Among COFAR’s actions planned for the day are:

  • Starting at 11:00 a.m., members will visit legislators to provide them with information about COFAR’s proposal for a Village at Fernald. As an alternative to the Governor’s plan to evict the 300 severely and profoundly retarded residents of the Fernald Developmental Center in Waltham, COFAR is proposing that 60 acres of the 190-acre site be set aside for permanent homes for current and future generations of mentally retarded individuals. COAFR is also proposing that land use, facilities, operational and financial plans be developed for the remainder of the site with involvement from and oversight by Waltham City officials, knowledgeable professionals, Fernald parents and guardians, elected and appointed state government officials, neighbors, planners and community advocates.
  • COFAR members will testify before the House and Senate Ways and Means Committees, which are holding a joint hearing starting at noon in the Gardner Auditorium on the governor’s fiscal year 2005 state budget proposal.
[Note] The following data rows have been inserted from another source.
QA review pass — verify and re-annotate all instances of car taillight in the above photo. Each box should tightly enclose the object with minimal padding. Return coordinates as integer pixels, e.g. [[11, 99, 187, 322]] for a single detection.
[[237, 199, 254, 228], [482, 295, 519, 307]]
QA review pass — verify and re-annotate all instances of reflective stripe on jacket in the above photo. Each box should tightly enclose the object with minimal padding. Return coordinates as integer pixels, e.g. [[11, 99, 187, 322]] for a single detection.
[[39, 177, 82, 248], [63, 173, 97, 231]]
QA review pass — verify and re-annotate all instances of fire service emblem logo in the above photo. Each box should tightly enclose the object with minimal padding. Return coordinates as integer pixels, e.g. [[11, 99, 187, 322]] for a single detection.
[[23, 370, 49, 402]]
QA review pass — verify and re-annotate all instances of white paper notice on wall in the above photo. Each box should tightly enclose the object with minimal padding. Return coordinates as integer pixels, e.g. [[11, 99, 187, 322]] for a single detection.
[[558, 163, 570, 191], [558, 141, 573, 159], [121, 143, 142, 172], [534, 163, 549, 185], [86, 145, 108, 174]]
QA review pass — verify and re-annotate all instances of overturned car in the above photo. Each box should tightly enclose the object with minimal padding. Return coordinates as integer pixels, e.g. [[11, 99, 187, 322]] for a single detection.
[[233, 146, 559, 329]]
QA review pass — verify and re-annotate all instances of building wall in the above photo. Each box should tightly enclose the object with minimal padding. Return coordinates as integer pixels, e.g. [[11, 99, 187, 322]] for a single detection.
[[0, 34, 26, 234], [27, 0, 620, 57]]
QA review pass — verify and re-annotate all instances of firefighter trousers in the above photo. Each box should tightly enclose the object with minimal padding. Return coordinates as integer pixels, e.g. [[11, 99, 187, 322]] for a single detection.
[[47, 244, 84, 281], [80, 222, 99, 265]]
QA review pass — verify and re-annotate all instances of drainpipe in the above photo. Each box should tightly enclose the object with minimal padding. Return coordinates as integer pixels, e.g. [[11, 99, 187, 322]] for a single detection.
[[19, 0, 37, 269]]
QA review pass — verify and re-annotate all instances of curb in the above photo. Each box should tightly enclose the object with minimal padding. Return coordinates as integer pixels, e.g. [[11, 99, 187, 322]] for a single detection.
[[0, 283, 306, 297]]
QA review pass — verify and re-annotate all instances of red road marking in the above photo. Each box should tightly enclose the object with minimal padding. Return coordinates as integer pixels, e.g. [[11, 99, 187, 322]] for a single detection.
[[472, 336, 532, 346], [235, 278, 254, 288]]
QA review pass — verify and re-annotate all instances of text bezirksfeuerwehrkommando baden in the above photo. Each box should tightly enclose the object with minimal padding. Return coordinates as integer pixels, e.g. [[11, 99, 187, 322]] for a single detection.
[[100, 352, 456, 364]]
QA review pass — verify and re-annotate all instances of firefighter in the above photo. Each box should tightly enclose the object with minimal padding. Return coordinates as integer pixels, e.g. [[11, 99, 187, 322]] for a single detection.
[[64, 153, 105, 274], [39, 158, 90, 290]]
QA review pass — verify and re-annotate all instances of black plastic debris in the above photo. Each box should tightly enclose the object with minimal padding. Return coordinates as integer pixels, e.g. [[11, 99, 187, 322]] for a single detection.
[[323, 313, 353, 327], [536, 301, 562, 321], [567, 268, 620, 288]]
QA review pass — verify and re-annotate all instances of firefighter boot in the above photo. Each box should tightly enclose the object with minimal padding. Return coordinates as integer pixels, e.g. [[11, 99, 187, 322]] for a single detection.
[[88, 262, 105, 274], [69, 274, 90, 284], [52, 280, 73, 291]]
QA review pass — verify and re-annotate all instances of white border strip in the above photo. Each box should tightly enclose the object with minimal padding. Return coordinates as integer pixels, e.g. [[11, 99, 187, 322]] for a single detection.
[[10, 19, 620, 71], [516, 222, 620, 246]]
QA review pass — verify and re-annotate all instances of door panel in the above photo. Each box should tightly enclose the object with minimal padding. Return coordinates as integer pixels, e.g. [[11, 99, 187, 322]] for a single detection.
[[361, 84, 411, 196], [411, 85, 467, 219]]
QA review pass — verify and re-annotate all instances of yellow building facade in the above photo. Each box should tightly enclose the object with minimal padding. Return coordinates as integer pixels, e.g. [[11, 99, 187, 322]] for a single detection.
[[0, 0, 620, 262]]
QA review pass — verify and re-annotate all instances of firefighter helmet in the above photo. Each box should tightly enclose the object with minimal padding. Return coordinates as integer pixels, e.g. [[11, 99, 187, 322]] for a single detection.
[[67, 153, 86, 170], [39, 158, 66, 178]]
COFAR will urge the Legislature to rescind devastating cuts the governor is proposing in transportation and day programming for mentally retarded persons who are currently not receiving Medicaid services.
  • These cuts, if enacted, will leave close to 800 people who are currently not receiving Medicaid-based services from the Department of Mental Retardation with no place to go. Many of the people who would be affected are cared for at home or live on their own and receive no residential services from the DMR.
  • COFAR will urge lawmakers to support proposed legislation to ensure independent investigations of reports of abuse and neglect within the DMR system. COFAR has long support House Bill 2066, which would transfer investigative resources from the DMR to the independent Disabled Persons Protection Commission (DPPC). COFAR will also urge increased funding for the DPPC, which is approaching the "breaking point," due to budget cuts, in protecting disabled persons from abuse and neglect. (Please see our story on the DPPC in the January edition of The COFAR Voice, which is online at www.cofar-mass.org.)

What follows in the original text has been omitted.